Ce sont les risques du métier. Disons que j’étais bien parti, c’était la reprise, et ce contretemps m’a un peu stoppé… Mais il faut savoir positiver : j’aurais pu recevoir cette ruade un peu plus bas, dans le genou, ou un peu plus haut… Là, c’était six mois de repos forcé…

Votre regard sur l’Association des Jockeys ?

En cas de pépin, on se sent bien épaulé, elle est toujours là pour des renseignements, des soucis administratifs. Non, je n’ai rien à lui reprocher, c’est très bien.

Connaissez-vous des problèmes de poids ?

Je suis parvenu à bien le stabiliser. Je fais très attention, à ce que je mange, mais depuis 5 ans, je n’ai pas mis les pieds au sauna. Je peux monter à 53,5 kilos.

Avez-vous eu recours à l’aide d’un nutritionniste, ou un diététicien ?

Non. Je n’y crois pas, pour nous, jockeys. Nous sommes tous, ou presque, 3 kilos au-dessous de notre poids « normal ». Or un nutritionniste, ou un diététicien, va, lui, vous concocter un programme, un régime, pour vous amener à votre réel poids de forme, idéal par rapport à votre taille. Ce n’est pas très compatible.

Vous « renquillez » pour un 5ème trophée ?

Je « renquille » pour bien bosser, on verra en octobre. C’est à l’automne que l’on constate si l’on est, ou pas, dans le « match ». En naît alors une saine émulation entre les différents prétendants. Un moteur qui aide à se surpasser.

Avez-vous d’autres passions, d’autres loisirs, pratiquez-vous d’autres sports ?

Non, mon rythme de vie ne m’en laisse pas le temps… Avant, j’aimais bien jouer à la pelote basque, à Pau, avec des amis. Cela me manque, mais je n’ai pas le choix, d’autant qu’avec mon épouse, Caroline Brunaud, qui est entraîneur, par ailleurs, nous venons d’avoir une petite Ines, et là, trouver un instant de libre est pratiquement impossible.

Vous vous êtes tout de même accordé un peu de répit, pendant les fêtes…

Oui. J’en avais besoin, et avec Ines, c’était nécessaire. J’ai bien profité de ma femme et de ma fille. Les jours sont passés trop vite et, malgré mes séances quotidiennes de cheval mécanique, j’ai pris un bon kilo. Il va disparaître en deux ou trois semaines.

La famille semble très importante, pour vous…

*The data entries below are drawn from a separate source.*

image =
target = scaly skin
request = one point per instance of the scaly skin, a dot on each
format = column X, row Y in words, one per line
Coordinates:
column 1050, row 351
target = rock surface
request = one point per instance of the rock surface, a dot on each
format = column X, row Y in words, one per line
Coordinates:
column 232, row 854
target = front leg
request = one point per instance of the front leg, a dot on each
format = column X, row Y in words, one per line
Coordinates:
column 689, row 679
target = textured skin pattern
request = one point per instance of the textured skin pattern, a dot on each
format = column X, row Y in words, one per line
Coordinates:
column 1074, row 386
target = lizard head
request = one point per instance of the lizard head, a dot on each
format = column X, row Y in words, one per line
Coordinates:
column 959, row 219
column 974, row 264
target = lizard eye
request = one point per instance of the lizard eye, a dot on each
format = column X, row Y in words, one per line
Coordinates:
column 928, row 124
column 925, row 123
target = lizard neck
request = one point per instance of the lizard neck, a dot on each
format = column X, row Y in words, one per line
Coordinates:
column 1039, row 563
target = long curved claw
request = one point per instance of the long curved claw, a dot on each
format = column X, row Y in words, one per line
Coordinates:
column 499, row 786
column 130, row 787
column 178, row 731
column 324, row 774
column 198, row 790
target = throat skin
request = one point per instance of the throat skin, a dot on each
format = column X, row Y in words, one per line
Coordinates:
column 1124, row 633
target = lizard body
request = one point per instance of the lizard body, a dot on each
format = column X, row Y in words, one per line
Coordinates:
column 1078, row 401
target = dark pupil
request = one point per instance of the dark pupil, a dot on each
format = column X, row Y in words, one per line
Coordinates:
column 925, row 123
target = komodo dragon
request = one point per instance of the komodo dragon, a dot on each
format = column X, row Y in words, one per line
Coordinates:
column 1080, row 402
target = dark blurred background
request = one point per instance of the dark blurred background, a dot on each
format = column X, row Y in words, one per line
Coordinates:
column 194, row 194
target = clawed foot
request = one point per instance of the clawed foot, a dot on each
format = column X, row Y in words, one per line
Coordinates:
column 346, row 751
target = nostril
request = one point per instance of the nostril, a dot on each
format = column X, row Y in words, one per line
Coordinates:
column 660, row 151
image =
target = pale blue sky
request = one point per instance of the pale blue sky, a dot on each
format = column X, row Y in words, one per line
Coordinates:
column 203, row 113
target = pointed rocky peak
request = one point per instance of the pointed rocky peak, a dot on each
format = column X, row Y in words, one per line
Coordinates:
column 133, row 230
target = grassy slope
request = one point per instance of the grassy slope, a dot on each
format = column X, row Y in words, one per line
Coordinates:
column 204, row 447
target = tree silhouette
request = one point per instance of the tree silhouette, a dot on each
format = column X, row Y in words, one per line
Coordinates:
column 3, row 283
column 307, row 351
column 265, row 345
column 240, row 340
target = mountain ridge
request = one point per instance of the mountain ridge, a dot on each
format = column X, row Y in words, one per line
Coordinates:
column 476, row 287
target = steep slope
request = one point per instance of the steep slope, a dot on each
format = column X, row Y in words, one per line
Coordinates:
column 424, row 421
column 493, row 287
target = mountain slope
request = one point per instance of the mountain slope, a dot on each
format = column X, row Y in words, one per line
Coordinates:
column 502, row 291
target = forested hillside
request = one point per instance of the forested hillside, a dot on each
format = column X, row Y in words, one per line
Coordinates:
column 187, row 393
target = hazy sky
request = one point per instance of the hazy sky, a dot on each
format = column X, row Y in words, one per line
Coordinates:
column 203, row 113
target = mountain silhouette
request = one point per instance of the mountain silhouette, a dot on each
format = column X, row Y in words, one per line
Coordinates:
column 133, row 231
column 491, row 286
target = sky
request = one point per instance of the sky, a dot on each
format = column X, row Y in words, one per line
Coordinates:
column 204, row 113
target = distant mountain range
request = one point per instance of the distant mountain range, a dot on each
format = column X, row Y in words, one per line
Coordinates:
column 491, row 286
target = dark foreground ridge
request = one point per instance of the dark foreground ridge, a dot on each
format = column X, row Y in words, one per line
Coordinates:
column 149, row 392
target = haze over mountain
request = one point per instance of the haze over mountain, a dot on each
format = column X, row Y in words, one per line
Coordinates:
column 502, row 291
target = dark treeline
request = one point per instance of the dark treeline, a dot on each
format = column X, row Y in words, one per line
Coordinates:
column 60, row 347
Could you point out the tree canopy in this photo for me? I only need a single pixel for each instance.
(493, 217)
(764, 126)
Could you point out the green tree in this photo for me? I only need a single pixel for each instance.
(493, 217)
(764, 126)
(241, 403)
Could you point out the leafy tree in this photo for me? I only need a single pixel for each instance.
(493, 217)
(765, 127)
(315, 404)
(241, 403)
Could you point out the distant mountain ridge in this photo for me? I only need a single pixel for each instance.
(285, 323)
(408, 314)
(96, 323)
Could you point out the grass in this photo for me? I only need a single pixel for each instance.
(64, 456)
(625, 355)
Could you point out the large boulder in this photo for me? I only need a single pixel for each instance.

Primordiale. Caroline et Ines, bien sûr, mais aussi mes parents. Ils sont restés en Espagne, je ne les vois presque jamais, mais dès que j’ai un souci, je les appelle. Ils sont loin, mais je suis proche d’eux, par téléphone. On dit toujours que l’on choisit ses amis, mais pas sa famille. Mais, là encore, comme pour Michel Laborde, j’ai eu la chance de très bien tomber. J’ai une famille exceptionnelle.

Papa, Maman sont-ils fiers de vous ?

Oui. C’est certain. Mais comme, moi aussi, je suis fier d’eux, l’équilibre est parfait.